An example is MR angiography below the knee.

"By the time the contrast medium gets to the knee, the bolus is a yard long," he said. "It may or may not get beyond that point. Contrast-free MRA never fails."

GE has been running at high-field strength since the advent of MR. This year, the company fine-tuned its offerings with the release of two new premium MR devices, the Signa HDx 3.0T and 1.5T, and an economy version, the 1.5T Signa HDe.

The high-end systems incorporate 32-channel architecture to support advanced clinical applications. The value-end HDe, which comes in four- and eight-channel configurations, is intended for buyers who perform less challenging applications.

Philips' SmartExam automates the planning, scanning, and processing of MR scans. Doing so decreases overall exam time, while increasing consistency and reliability, according to the company. The system runs on all Philips MR machines.
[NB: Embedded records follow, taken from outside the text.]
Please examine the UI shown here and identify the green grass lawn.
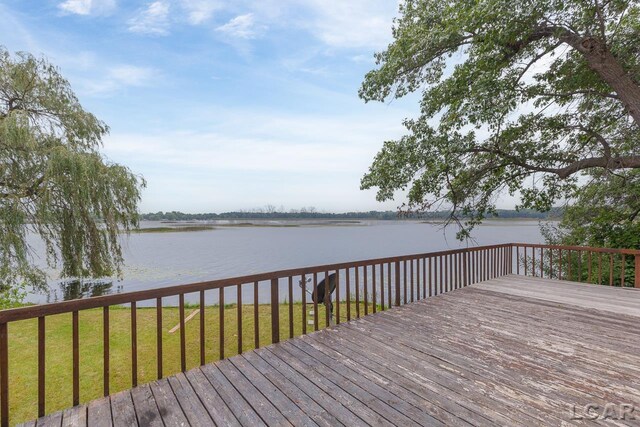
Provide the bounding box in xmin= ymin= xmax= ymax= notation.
xmin=8 ymin=302 xmax=372 ymax=424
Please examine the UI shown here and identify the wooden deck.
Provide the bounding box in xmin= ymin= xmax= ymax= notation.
xmin=22 ymin=276 xmax=640 ymax=426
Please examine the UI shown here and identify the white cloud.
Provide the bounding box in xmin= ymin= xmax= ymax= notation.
xmin=79 ymin=64 xmax=159 ymax=96
xmin=129 ymin=0 xmax=170 ymax=35
xmin=302 ymin=0 xmax=398 ymax=49
xmin=58 ymin=0 xmax=116 ymax=15
xmin=216 ymin=13 xmax=262 ymax=40
xmin=181 ymin=0 xmax=222 ymax=25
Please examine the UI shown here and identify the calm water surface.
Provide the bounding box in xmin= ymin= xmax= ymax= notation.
xmin=29 ymin=221 xmax=542 ymax=304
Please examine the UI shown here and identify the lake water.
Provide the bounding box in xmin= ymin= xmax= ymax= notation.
xmin=28 ymin=221 xmax=542 ymax=304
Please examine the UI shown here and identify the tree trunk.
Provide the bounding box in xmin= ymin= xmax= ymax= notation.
xmin=561 ymin=35 xmax=640 ymax=126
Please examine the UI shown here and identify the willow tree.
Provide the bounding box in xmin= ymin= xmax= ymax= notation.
xmin=0 ymin=48 xmax=144 ymax=308
xmin=360 ymin=0 xmax=640 ymax=241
The process starts with settings stored in Philips' ExamCards, which are specific for the individual types of exams. SmartExam builds on these settings, automatically detecting anatomic landmarks in a survey scan of the patient. It then plans the diagnostic scans related to the patient's actual position in the magnet. The operator defines the spatial resolution, and SmartExam does the rest, automatically maintaining resolution and image contrast regardless of variations in the field-of-view, according to the company.